On the occasion of Women’s History Month, and in conjunction with the National Museum of Women in the Arts’ second annual #5WomenArtists campaign, we’re celebrating the work of women artists at the Albright-Knox. Today we highlight five recent monographic exhibitions focusing on the work of women artists.
Victoria Sambunaris: Taxonomy of a Landscape (2011–2012) presented 40 photographs that capture the expansive American landscape and the natural and fabricated adaptations that appear throughout it.

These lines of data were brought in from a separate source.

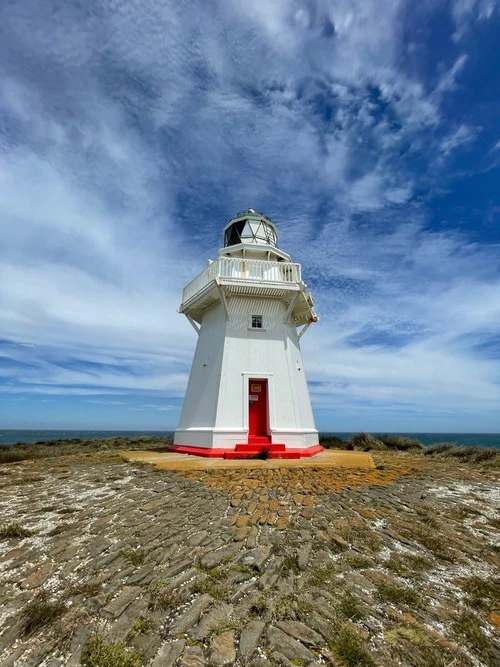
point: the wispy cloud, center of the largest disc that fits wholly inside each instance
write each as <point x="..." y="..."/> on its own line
<point x="133" y="134"/>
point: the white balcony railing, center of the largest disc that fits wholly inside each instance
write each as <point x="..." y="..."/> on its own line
<point x="232" y="269"/>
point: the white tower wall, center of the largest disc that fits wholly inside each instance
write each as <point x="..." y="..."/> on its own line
<point x="247" y="388"/>
<point x="229" y="353"/>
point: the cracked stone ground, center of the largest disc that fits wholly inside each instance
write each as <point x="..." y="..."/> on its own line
<point x="395" y="566"/>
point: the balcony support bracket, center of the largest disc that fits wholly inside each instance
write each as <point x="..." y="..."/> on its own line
<point x="304" y="329"/>
<point x="193" y="324"/>
<point x="291" y="307"/>
<point x="224" y="301"/>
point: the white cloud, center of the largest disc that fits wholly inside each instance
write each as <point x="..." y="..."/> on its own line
<point x="149" y="123"/>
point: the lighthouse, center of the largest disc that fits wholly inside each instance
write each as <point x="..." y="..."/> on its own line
<point x="247" y="392"/>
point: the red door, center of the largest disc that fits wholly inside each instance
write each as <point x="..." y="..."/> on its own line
<point x="257" y="411"/>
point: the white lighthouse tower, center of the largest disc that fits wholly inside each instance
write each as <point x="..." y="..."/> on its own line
<point x="247" y="391"/>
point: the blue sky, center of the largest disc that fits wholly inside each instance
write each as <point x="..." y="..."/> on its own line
<point x="368" y="131"/>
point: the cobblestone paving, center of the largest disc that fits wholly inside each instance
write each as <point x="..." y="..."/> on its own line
<point x="395" y="566"/>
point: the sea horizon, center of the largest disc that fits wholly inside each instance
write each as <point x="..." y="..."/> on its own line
<point x="32" y="436"/>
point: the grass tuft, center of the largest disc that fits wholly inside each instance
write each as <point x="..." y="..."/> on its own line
<point x="164" y="598"/>
<point x="100" y="653"/>
<point x="14" y="530"/>
<point x="134" y="556"/>
<point x="40" y="612"/>
<point x="482" y="593"/>
<point x="398" y="595"/>
<point x="467" y="627"/>
<point x="350" y="650"/>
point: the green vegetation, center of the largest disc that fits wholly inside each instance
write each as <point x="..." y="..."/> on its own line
<point x="323" y="575"/>
<point x="464" y="454"/>
<point x="398" y="595"/>
<point x="134" y="556"/>
<point x="401" y="443"/>
<point x="332" y="442"/>
<point x="418" y="646"/>
<point x="365" y="442"/>
<point x="14" y="530"/>
<point x="142" y="626"/>
<point x="350" y="650"/>
<point x="213" y="586"/>
<point x="467" y="627"/>
<point x="408" y="565"/>
<point x="259" y="607"/>
<point x="356" y="561"/>
<point x="40" y="612"/>
<point x="99" y="653"/>
<point x="350" y="608"/>
<point x="482" y="593"/>
<point x="164" y="598"/>
<point x="61" y="528"/>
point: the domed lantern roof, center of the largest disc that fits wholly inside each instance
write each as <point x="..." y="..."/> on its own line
<point x="250" y="227"/>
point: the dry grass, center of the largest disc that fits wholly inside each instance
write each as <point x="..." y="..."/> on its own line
<point x="52" y="448"/>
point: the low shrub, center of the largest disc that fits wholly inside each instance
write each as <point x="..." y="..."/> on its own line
<point x="365" y="442"/>
<point x="439" y="448"/>
<point x="332" y="442"/>
<point x="401" y="443"/>
<point x="465" y="454"/>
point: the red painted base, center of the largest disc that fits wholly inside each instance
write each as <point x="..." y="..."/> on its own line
<point x="245" y="451"/>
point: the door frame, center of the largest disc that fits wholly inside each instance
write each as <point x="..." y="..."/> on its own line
<point x="246" y="376"/>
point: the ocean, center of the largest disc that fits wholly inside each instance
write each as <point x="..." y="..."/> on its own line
<point x="10" y="437"/>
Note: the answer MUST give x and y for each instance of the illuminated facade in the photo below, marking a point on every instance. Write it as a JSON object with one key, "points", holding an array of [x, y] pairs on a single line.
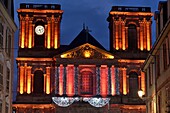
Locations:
{"points": [[82, 75], [7, 30], [157, 63]]}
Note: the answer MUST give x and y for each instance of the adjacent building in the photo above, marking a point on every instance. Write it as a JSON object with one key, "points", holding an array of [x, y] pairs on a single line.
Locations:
{"points": [[82, 76], [7, 29], [157, 64]]}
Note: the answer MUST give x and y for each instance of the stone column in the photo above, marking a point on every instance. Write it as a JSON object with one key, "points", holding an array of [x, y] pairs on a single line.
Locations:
{"points": [[56, 79], [109, 80], [76, 72], [64, 79], [117, 81]]}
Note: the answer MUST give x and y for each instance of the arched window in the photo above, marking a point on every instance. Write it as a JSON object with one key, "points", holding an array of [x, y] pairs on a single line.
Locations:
{"points": [[132, 37], [133, 84], [38, 82], [39, 40], [86, 83]]}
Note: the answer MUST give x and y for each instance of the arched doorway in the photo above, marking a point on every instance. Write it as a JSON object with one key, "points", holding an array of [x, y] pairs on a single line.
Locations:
{"points": [[86, 83], [38, 82], [133, 84], [132, 37]]}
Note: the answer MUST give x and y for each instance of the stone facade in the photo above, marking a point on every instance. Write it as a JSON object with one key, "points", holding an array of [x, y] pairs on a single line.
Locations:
{"points": [[82, 76]]}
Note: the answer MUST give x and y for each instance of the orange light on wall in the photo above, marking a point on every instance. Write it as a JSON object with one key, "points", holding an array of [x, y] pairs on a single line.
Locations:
{"points": [[30, 35], [61, 80], [141, 36], [87, 53], [148, 35], [113, 82], [117, 36], [47, 80], [49, 35], [143, 82], [124, 82], [123, 36], [103, 80], [70, 80], [26, 31], [23, 33], [21, 88], [56, 36], [29, 80], [52, 31], [145, 35]]}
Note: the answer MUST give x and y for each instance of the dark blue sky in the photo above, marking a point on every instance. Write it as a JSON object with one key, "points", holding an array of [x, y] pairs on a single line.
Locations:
{"points": [[91, 12]]}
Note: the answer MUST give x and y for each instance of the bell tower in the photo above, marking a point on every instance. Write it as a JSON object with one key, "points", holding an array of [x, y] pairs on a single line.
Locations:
{"points": [[130, 31], [39, 40]]}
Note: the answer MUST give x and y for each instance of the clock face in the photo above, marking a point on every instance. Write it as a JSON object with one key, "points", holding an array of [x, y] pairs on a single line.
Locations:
{"points": [[39, 30]]}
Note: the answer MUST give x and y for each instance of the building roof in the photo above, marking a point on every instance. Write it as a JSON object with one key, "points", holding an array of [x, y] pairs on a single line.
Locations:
{"points": [[85, 37]]}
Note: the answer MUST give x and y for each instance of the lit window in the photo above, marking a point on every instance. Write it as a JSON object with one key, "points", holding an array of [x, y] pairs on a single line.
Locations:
{"points": [[132, 37], [7, 80], [86, 83], [133, 84], [38, 82], [0, 106], [8, 42], [1, 77], [164, 56], [1, 35]]}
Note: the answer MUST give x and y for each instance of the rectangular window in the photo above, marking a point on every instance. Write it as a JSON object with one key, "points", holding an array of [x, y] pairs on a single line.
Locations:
{"points": [[0, 106], [164, 56], [8, 42], [157, 65], [168, 99], [1, 35], [159, 103], [1, 77], [6, 108], [169, 47], [151, 74], [7, 80], [86, 83]]}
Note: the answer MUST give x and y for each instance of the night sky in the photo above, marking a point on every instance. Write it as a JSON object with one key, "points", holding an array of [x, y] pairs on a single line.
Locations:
{"points": [[91, 12]]}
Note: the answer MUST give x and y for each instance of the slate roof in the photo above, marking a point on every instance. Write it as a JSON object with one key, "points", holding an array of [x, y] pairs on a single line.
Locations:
{"points": [[84, 37]]}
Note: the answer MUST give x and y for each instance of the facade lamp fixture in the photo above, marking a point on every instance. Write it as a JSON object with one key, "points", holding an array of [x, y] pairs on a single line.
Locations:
{"points": [[141, 94]]}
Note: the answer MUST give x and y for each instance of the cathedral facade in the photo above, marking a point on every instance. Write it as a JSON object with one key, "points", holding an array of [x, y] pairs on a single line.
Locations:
{"points": [[82, 76]]}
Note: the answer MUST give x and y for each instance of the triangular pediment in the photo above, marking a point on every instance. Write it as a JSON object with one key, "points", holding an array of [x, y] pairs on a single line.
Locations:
{"points": [[86, 51]]}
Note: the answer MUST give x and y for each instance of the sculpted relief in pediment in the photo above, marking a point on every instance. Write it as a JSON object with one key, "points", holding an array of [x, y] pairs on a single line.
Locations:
{"points": [[86, 52]]}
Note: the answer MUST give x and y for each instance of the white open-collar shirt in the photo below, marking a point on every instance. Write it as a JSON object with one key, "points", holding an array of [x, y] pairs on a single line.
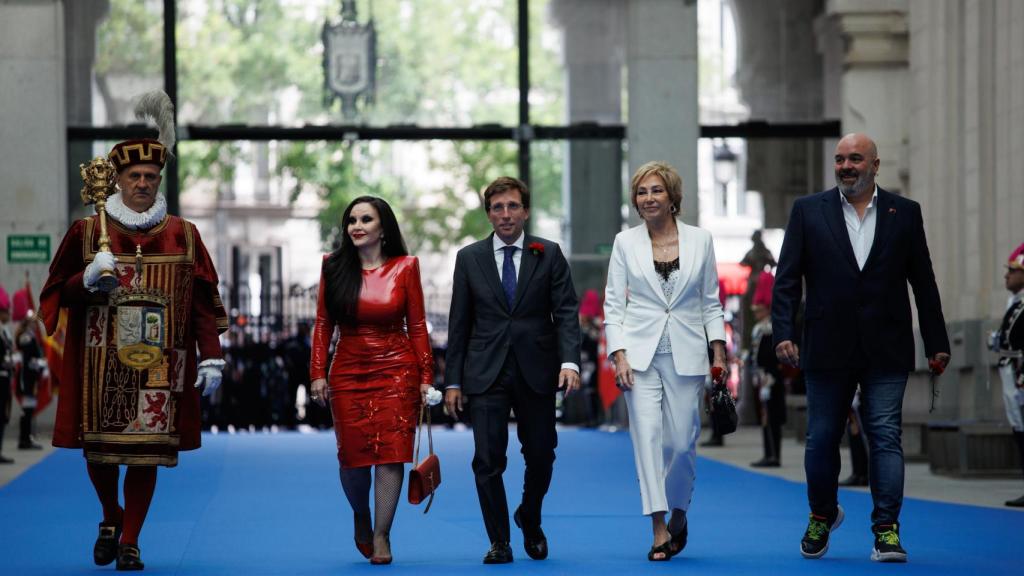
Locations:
{"points": [[861, 231]]}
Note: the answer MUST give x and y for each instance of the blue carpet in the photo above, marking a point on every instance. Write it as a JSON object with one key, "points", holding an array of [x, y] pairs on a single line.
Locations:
{"points": [[255, 504]]}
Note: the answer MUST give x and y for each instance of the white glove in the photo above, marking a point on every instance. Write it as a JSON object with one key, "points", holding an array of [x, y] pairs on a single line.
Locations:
{"points": [[434, 397], [210, 374], [102, 261]]}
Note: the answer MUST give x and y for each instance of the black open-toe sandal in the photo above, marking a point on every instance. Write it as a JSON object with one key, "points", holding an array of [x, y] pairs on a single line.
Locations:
{"points": [[678, 541], [664, 549]]}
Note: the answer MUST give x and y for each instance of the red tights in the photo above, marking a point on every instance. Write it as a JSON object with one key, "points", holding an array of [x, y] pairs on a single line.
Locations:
{"points": [[139, 485]]}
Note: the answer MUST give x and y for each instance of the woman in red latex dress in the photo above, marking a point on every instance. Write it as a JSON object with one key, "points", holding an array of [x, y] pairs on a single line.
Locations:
{"points": [[370, 289]]}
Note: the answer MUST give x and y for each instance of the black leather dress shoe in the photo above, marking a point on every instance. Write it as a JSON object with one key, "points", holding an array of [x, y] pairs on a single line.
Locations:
{"points": [[129, 558], [500, 552], [854, 480], [534, 540], [105, 548]]}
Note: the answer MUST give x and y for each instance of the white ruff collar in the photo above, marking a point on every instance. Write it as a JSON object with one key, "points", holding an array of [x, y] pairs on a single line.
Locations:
{"points": [[136, 220]]}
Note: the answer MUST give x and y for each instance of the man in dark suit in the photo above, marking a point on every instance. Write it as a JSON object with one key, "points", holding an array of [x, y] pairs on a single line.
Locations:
{"points": [[856, 247], [513, 337]]}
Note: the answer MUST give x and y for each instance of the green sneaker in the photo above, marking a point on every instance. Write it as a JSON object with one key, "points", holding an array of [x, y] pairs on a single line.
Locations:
{"points": [[815, 542], [887, 546]]}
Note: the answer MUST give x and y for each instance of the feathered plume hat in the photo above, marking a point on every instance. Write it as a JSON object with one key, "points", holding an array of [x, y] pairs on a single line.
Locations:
{"points": [[1016, 260], [157, 106]]}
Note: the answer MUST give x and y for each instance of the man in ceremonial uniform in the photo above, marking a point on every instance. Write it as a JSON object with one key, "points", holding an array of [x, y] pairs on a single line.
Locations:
{"points": [[1009, 343], [130, 375]]}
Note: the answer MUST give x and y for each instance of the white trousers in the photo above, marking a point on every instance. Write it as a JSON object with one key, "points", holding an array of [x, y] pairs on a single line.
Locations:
{"points": [[1012, 397], [665, 425]]}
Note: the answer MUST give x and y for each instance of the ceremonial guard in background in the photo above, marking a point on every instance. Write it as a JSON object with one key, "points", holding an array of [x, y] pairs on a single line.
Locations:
{"points": [[140, 304], [1009, 343]]}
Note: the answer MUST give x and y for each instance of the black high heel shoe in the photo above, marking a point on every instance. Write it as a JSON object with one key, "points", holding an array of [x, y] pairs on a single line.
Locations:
{"points": [[665, 549], [382, 560]]}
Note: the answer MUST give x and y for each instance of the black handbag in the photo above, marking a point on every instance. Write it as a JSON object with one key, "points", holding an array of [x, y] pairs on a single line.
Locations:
{"points": [[722, 410], [425, 476]]}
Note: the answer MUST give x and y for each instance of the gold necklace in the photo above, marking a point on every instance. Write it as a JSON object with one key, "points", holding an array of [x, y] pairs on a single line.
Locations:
{"points": [[667, 246]]}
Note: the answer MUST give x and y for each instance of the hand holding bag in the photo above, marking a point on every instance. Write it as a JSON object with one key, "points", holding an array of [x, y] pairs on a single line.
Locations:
{"points": [[425, 476], [721, 407]]}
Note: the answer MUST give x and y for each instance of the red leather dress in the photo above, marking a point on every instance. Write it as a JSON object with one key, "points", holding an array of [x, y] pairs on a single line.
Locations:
{"points": [[378, 367]]}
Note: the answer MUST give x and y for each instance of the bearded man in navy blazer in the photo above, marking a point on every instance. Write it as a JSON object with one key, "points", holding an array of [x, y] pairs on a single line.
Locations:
{"points": [[856, 247], [513, 338]]}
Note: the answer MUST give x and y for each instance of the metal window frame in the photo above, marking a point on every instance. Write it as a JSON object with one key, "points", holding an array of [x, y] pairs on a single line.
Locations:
{"points": [[523, 133]]}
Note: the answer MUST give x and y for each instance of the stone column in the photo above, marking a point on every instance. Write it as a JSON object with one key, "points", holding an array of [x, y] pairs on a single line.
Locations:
{"points": [[594, 38], [33, 171], [664, 116]]}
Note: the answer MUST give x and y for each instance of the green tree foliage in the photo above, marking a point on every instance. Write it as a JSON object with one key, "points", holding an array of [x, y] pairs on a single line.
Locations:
{"points": [[440, 63]]}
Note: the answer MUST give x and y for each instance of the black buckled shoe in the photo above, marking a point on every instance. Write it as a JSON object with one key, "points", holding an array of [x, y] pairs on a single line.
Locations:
{"points": [[500, 552], [534, 539], [129, 558], [815, 541], [105, 548]]}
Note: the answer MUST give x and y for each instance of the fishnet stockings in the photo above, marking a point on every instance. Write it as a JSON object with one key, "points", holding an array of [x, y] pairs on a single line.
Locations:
{"points": [[388, 480]]}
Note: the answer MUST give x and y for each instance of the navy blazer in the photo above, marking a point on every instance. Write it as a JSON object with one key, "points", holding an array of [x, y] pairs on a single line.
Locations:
{"points": [[850, 309], [542, 327]]}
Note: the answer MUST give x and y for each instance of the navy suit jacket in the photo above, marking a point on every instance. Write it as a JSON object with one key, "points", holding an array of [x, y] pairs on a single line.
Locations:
{"points": [[850, 309], [542, 327]]}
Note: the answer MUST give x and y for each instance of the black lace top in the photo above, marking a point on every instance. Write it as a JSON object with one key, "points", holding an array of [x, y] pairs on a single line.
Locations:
{"points": [[665, 270]]}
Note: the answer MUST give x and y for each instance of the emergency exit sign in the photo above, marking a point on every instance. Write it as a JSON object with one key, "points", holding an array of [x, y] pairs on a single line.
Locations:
{"points": [[28, 248]]}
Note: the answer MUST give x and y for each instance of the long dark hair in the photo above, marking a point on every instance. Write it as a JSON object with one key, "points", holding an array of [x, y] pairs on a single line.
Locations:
{"points": [[343, 271]]}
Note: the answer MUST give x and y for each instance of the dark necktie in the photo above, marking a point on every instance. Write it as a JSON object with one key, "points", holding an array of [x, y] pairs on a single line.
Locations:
{"points": [[508, 275]]}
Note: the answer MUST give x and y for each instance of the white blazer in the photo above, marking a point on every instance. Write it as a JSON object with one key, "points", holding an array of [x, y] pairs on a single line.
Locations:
{"points": [[636, 311]]}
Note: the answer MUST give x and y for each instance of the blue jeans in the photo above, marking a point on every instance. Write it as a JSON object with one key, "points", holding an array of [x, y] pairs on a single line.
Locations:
{"points": [[828, 398]]}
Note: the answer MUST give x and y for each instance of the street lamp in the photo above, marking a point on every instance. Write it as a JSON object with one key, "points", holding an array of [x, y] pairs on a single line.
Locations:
{"points": [[725, 172]]}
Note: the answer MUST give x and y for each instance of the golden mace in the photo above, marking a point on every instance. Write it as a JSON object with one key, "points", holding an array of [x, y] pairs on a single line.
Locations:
{"points": [[99, 176]]}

It was the artist’s first solo exhibition at a major American museum.
Kelly Richardson: Legion (2013) was a major mid-career survey of Richardson’s audio-visual installation works, including the major three-channel video installation Mariner 9, 2012, in its United States premiere.
Eija-Liisa Ahtila: Ecologies of Drama (2015–2016) was a selected survey of pioneering Finnish artist Eija-Liisa Ahtila’s moving-image installations, which included the North American premiere of her newest work.
Erin Shirreff (2016) was the first large-scale US museum survey of this Canadian artist’s work, which mines the network that connects sculpture to its photographic representation.
Recently, Rosalyn Drexler: Who Does She Think She Is? (2016–2017) was a historic and long-overdue monographic exhibition that celebrated Drexler’s multidisciplinary artistic practice and acknowledged her important contribution to Pop art.
Also presented during the last five years were Agnes Martin: The New York–Taos Connection (1947–1957) (2013) and Giving up One's Mark: Helen Frankenthaler in the 1960s and 1970s (2014–2015), which are discussed elsewhere in our #5WomenArtists series.